Solar - Probably the most promising in my opinion, at least in terms of large scale power stations and concentrated systems like solar towers. I'm rather less convinced by the current fad of sticking photovoltaic cells on every roof. I have a few environmental concerns about the extraction of the rare earths needed to make these, so I'd prefer they were used efficiently. Slapping them on every building means a large percentage will be poorly located - let's get some economy of scale going and pick optimal sites. There's a lot of desert on this plaanet which we're not using for much at the moment. Inevitably this still works better in some countries than others.

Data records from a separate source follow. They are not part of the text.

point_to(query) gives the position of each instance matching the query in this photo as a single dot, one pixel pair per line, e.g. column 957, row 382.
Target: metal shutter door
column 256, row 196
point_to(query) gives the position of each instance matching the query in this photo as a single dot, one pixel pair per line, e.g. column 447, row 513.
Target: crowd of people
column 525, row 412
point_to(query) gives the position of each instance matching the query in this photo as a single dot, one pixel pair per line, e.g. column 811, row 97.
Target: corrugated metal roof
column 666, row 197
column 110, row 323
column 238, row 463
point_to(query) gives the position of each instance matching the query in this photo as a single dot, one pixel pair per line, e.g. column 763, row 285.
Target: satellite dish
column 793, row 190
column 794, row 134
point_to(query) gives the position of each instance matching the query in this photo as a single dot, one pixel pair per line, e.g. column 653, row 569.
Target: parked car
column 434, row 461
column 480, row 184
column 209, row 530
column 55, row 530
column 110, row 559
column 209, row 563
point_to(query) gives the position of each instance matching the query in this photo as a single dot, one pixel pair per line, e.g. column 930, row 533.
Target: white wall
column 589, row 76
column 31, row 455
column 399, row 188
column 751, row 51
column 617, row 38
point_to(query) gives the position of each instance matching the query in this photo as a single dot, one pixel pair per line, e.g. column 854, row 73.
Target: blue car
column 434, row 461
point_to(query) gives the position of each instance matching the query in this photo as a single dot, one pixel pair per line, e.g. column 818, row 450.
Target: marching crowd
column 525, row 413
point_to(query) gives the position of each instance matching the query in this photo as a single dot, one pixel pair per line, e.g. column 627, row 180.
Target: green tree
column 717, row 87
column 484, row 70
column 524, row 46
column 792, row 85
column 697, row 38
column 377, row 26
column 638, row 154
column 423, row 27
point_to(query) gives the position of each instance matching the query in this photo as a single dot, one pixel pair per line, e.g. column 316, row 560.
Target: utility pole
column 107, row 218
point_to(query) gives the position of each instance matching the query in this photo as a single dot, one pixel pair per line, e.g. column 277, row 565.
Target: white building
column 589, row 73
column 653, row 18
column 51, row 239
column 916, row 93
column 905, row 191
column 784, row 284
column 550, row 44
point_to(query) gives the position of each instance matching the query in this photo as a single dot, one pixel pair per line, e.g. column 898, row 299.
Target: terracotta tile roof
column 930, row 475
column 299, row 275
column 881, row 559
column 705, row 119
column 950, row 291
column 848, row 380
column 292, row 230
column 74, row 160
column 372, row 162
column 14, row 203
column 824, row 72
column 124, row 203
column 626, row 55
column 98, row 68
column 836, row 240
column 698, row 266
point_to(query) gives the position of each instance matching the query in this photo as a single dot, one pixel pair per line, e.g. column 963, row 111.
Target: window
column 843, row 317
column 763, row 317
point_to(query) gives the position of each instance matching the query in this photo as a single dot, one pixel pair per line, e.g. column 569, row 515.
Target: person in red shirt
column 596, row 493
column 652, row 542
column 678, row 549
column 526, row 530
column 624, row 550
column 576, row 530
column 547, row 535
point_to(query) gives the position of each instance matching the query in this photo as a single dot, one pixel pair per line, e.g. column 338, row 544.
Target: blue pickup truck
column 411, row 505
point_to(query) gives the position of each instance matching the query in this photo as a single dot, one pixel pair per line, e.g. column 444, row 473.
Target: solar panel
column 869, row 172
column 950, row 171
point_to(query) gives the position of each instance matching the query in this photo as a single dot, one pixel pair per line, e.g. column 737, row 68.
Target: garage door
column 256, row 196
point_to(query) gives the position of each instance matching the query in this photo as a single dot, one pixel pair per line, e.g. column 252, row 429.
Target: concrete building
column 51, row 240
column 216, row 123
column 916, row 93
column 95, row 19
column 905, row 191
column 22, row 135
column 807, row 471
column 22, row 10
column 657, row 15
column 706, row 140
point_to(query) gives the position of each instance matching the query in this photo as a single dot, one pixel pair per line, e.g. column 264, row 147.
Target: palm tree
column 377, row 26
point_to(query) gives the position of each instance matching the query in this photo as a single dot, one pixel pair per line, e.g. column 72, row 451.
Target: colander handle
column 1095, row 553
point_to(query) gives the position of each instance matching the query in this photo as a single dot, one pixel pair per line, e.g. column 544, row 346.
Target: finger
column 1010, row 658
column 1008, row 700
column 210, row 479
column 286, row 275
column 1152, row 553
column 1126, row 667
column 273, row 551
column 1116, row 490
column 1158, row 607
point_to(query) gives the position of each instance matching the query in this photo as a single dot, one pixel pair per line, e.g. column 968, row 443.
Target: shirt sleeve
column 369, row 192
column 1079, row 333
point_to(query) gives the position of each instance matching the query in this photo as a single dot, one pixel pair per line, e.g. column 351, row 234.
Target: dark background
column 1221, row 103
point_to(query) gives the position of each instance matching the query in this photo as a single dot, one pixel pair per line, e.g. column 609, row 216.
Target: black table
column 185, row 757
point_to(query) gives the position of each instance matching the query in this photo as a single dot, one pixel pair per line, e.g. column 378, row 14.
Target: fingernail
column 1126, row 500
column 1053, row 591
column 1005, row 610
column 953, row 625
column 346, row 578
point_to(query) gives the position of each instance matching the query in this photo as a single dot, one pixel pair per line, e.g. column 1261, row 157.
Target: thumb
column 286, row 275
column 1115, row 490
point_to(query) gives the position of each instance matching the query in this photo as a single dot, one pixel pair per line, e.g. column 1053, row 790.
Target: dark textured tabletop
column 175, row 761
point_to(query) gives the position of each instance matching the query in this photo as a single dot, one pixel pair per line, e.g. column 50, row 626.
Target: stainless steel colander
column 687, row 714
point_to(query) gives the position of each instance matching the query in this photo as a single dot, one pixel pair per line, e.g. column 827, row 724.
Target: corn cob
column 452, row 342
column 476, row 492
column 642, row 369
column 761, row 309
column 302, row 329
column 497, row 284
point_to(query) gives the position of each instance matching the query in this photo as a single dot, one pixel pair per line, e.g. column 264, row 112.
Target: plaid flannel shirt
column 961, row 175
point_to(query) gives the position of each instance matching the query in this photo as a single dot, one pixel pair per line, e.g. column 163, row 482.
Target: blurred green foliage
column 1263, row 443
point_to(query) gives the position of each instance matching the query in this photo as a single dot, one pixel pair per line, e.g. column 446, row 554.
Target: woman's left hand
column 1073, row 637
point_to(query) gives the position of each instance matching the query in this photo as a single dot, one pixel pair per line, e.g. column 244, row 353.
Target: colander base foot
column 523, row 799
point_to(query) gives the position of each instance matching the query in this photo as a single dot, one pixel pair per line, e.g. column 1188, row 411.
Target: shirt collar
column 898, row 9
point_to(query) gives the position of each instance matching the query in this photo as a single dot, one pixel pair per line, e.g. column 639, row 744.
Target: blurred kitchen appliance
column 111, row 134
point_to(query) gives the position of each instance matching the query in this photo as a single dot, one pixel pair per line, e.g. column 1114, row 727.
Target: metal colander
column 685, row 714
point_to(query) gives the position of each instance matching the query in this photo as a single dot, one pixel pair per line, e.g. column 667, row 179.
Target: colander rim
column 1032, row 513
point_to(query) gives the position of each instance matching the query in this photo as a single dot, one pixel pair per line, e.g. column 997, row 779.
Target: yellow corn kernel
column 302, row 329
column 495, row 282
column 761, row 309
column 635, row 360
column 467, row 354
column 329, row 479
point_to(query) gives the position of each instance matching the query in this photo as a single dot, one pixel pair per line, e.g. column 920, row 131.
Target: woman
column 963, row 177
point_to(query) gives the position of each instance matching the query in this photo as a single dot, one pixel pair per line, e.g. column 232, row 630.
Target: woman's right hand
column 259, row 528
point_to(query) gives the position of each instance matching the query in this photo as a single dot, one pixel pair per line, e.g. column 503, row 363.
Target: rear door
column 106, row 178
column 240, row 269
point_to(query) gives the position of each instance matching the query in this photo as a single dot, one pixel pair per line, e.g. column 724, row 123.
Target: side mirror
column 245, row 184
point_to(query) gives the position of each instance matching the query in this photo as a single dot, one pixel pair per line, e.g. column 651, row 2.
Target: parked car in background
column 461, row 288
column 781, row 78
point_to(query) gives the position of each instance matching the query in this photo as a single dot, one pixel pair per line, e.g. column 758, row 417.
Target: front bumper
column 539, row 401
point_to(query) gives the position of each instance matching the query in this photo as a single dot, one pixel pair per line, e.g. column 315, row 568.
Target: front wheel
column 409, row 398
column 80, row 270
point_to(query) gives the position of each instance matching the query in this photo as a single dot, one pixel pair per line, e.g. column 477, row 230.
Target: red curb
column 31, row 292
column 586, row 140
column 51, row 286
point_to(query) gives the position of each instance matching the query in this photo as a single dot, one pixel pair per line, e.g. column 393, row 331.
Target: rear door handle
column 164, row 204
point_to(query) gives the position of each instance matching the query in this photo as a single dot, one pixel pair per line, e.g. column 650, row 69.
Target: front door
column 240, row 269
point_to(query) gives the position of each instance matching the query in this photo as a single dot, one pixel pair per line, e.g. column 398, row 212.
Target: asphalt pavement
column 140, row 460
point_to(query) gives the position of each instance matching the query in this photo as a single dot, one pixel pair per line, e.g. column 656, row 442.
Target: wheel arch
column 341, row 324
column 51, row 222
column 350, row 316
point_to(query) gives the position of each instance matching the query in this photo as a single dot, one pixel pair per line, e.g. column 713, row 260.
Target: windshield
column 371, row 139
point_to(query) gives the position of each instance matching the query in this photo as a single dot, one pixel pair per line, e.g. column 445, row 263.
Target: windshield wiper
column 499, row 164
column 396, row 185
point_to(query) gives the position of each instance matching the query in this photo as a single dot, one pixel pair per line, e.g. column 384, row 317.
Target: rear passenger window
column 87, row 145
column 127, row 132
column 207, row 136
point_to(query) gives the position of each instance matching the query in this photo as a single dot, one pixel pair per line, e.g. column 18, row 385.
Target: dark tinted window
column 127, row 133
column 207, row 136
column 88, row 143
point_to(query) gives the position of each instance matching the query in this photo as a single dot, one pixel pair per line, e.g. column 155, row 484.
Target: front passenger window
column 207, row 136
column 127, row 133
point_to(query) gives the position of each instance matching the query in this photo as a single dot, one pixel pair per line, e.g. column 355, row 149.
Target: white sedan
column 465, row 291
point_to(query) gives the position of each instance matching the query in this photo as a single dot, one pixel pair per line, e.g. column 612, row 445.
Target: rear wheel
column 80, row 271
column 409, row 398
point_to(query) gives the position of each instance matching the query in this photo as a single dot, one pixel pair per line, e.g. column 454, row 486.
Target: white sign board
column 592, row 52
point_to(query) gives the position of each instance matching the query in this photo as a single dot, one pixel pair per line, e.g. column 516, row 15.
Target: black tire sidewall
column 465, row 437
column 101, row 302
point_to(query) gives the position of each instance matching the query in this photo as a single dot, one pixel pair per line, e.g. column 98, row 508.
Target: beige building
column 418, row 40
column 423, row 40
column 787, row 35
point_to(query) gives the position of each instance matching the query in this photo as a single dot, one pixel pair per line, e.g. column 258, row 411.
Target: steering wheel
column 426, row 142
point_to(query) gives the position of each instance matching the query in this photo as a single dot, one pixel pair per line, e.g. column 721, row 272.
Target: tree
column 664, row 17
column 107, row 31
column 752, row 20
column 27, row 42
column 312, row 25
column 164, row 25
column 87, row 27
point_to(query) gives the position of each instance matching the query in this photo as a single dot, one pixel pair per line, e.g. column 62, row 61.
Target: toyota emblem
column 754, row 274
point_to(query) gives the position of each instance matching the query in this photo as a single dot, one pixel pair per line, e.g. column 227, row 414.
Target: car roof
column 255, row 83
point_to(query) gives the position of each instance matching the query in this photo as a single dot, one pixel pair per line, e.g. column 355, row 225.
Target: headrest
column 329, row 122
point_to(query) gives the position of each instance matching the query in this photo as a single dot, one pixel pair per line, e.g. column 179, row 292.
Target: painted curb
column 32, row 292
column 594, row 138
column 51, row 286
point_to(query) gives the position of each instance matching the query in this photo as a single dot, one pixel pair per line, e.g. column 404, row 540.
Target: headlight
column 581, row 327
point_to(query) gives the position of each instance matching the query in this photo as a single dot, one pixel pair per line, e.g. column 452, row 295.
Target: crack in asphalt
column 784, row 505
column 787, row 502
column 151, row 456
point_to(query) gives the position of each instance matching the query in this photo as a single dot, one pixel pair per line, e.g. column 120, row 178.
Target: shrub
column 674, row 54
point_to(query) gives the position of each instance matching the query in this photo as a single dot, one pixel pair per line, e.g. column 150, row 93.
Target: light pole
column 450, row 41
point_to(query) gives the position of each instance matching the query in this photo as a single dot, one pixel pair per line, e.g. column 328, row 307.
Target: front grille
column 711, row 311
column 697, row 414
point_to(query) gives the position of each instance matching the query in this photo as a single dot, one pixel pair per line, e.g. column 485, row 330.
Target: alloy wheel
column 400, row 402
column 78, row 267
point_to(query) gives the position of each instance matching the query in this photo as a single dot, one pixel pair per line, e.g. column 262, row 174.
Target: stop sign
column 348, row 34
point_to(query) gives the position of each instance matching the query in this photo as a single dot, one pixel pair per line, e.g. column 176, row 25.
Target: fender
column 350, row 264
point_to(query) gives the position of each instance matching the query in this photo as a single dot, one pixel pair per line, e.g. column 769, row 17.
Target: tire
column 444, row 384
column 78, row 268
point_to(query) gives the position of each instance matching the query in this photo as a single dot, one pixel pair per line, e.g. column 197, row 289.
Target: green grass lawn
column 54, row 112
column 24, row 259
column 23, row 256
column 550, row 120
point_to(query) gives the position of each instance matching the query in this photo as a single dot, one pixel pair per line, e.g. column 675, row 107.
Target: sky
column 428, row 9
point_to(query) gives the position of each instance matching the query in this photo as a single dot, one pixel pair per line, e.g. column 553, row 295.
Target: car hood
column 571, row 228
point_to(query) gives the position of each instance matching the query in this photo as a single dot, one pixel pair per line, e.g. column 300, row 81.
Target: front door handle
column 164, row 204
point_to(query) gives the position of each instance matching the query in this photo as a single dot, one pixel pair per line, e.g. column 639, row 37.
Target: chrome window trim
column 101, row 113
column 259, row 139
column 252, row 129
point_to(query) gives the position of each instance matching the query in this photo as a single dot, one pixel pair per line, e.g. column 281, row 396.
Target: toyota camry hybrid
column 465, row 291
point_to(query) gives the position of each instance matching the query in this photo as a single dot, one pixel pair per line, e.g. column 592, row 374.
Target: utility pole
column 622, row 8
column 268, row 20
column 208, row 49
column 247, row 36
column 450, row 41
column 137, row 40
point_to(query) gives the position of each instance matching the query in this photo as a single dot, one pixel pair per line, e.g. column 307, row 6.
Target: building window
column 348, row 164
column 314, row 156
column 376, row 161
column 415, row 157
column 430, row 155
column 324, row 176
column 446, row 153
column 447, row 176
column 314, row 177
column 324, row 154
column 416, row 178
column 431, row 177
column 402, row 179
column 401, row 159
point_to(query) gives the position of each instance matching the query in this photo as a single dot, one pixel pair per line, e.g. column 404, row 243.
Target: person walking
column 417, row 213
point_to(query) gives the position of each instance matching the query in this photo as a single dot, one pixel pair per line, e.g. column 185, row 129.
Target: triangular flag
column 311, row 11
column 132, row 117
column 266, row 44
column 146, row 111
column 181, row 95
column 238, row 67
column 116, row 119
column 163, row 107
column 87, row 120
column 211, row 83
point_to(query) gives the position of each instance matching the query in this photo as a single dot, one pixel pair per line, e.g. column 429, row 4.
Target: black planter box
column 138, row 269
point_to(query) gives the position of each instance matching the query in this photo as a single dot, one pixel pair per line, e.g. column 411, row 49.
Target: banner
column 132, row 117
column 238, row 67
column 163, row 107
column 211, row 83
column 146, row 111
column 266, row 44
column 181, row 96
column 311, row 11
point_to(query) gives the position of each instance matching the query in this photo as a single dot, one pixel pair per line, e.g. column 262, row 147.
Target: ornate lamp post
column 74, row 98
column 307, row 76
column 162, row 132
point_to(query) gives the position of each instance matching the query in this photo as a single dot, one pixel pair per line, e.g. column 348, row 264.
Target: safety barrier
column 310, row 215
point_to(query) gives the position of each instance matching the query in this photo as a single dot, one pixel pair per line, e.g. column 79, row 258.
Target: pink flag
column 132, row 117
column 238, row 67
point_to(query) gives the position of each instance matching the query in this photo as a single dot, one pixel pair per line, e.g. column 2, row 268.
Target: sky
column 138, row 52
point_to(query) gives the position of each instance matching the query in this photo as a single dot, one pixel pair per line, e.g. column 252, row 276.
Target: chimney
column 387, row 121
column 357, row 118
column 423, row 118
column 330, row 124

Wind - too unreliable for a base supply, but can be supplemental. The need to back up the entire fraction from wind with other sources puts a limit on how large a percentage of the overall grid can be efficiently supplied by this method.

Wave - this is starting to remind me of fusion in terms of the amount of time it's remained experimental and the number of missed predictions of when it will become economically viable. I therefore file it in the same category - power a city for a year without blackouts or absurd costs, then it'll be worth talking about this.

Biofuels - Ugh. Classic case of fixating on dealing with one issue. OK, it's carbon neutral but everything else about this is both an environmental and economic disaster. Some of the biofuels from plankton ideas might be margninally better, but given some of the stupid things which are already being done with biofuels this is one area I'd be content to see the plug pulled on completely.

Fission - Again, carbon neutral. If you want to go by that to the exclusion of everything else, then this is the way to go. Ultimately a stop gap, but nuclear fuels (in particular thorium) could be used far more cleanly and efficiently than they are now. Good for a base load.

Fusion - Well if it works its the best solution, but I'm not holding my breath. So many predictions about when it'll be viable, and all of them wrong. However optimistically ITER may be presented, until a commercial fusion plant starts operating it is unwise in the extreme to work on the assumption fusion will one day be viable.